Technical CommentsINFERTILITY

Response to Comment on “Absence of sperm RNA elements correlates with idiopathic male infertility”

See allHide authors and affiliations

Science Translational Medicine  24 Aug 2016:
Vol. 8, Issue 353, pp. 353tr1
DOI: 10.1126/scitranslmed.aaf4550


RNAs from other cell types have minimal impact on male fecundity–associated sperm RNA elements.

The objective of the study by Jodar et al. (1) was to examine the general sperm transcript profile from different patients with idiopathic infertility presenting with normal semen parameters. Reference values of sperm parameters established by the World Health Organization in 2010 are at least 39 million sperm per ejaculate with 32% motility and 4% normal morphology (2). Accordingly, normal semen samples could present with 96% morphologically abnormal and 68% immotile sperm, indicating the heterogeneity of sperm population in each individual.
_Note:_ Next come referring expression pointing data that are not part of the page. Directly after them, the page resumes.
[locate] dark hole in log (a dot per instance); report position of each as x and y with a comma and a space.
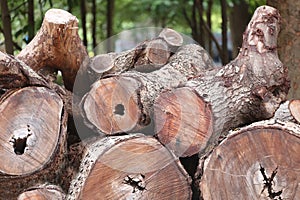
20, 145
119, 109
268, 184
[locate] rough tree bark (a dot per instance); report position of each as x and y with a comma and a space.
129, 167
288, 41
260, 161
127, 99
249, 88
56, 40
33, 139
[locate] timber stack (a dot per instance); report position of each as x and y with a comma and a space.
158, 121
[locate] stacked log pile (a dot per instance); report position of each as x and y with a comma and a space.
160, 121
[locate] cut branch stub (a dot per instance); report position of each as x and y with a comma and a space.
294, 107
111, 105
130, 167
57, 45
183, 121
136, 92
33, 126
249, 88
260, 161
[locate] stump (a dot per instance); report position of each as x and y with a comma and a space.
260, 161
130, 167
33, 125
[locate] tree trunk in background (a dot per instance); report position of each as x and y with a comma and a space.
109, 18
94, 23
83, 21
238, 19
208, 19
224, 55
6, 22
30, 20
288, 41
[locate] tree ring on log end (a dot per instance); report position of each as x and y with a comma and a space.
30, 124
112, 105
183, 121
257, 162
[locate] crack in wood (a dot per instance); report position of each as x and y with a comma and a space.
268, 184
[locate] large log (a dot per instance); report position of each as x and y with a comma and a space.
43, 192
57, 45
249, 88
127, 99
260, 161
129, 167
33, 139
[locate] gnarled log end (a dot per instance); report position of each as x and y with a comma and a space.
112, 105
294, 107
256, 162
183, 121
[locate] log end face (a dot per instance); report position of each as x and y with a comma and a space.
262, 158
112, 105
183, 121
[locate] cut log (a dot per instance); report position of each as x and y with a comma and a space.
124, 103
33, 136
248, 89
130, 167
57, 45
43, 192
15, 74
294, 108
260, 161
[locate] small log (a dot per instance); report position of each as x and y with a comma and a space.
145, 57
173, 38
248, 89
129, 167
33, 139
127, 99
260, 161
57, 45
43, 192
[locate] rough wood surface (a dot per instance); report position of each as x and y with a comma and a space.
260, 161
127, 99
248, 89
43, 192
33, 138
56, 45
130, 167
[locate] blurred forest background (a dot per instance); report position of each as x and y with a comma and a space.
217, 25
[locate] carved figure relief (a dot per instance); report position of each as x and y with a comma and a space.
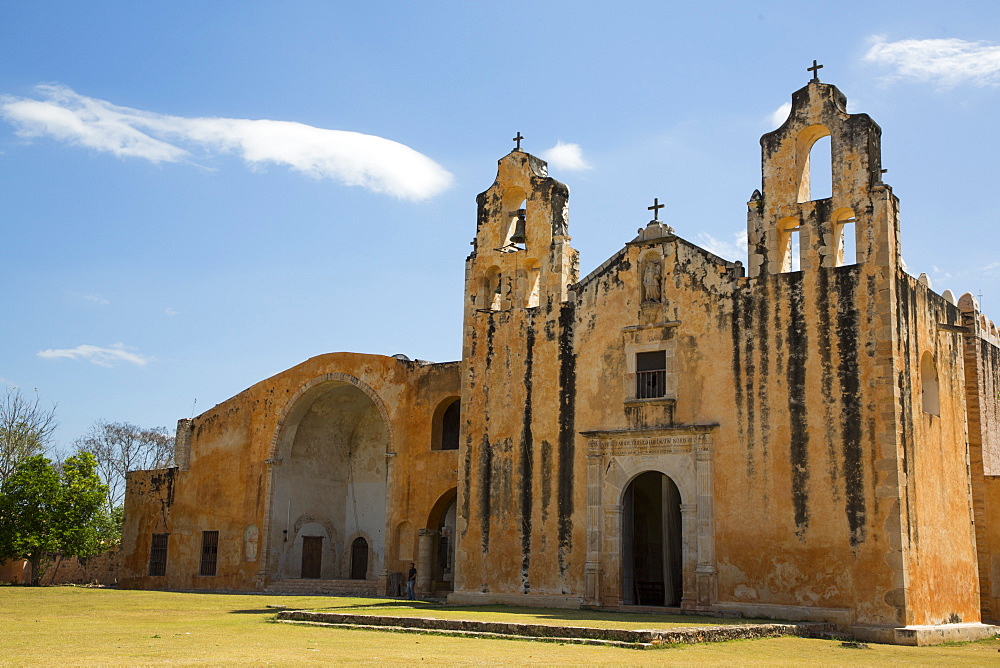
251, 535
651, 280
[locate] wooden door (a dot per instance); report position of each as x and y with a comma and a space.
312, 556
359, 559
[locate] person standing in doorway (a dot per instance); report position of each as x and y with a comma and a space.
411, 582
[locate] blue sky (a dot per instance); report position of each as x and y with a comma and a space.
196, 196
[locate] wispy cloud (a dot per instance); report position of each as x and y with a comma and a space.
378, 164
95, 298
779, 115
945, 62
103, 356
566, 156
729, 250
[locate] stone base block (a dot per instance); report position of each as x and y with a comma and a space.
924, 635
525, 600
842, 617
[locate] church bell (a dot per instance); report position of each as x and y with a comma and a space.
519, 237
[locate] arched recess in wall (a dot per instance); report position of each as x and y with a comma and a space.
814, 163
445, 424
514, 201
929, 389
441, 521
492, 289
845, 239
789, 251
405, 541
532, 273
652, 541
329, 467
651, 276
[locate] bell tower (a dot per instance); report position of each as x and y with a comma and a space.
521, 255
518, 390
790, 230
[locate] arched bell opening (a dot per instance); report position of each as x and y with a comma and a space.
328, 483
652, 560
440, 548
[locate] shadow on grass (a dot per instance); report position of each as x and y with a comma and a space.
561, 615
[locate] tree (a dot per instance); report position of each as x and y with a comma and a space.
25, 429
44, 511
120, 447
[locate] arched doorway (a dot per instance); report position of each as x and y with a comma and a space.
652, 564
359, 559
441, 530
329, 484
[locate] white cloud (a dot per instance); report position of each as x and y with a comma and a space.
97, 299
101, 356
779, 115
566, 156
940, 273
728, 250
355, 159
946, 62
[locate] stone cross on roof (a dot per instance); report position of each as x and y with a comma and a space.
656, 208
815, 70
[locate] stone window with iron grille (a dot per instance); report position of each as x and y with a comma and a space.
158, 554
209, 552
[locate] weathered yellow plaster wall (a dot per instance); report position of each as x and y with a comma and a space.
235, 449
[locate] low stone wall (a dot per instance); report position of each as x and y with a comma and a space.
638, 638
100, 569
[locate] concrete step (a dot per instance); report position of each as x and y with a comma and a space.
309, 586
634, 638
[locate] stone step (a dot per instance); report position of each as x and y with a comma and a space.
308, 586
636, 638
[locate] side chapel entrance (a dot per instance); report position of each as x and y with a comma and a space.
312, 556
652, 563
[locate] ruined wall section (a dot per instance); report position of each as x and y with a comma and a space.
982, 399
233, 456
938, 531
814, 363
519, 469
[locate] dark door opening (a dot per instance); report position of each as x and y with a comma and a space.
312, 556
651, 542
359, 559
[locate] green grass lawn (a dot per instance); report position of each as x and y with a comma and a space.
76, 626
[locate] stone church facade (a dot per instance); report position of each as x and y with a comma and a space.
814, 436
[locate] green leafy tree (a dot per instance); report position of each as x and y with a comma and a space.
122, 447
45, 511
25, 429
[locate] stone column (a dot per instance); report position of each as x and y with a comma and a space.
592, 590
689, 548
425, 555
611, 558
705, 592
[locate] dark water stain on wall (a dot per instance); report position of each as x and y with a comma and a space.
764, 304
485, 484
849, 374
546, 479
799, 450
737, 335
527, 460
567, 432
825, 345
The technical comment from Cappallo-Obermann and Spiess (3) suggests that the samples used in Jodar et al. (1) also contained different somatic cell types. This assertion may reflect their past experience within their patient population, where 30% of the samples have a round cell concentration of >5 × 106 /ml. In contrast, the clinic from which most samples were obtained reported that only 4% of patients (49 individuals from 1230 unselected nonazoospermic patients) presented a round cell concentration of >1 × 106/ml (4). It is important to emphasize that all samples included in the study of Jodar et al. (1) had a round cell count of <1 × 106/ml before PureSperm gradient purification, with the exception of a single sample. This is substantially lower than the reference values recommended by the World Health Organization (2). In addition, none of the samples included in the study had a notable number of epithelial cells or other identifiable cells, as evaluated by optical microscopy after PureSperm (table S1).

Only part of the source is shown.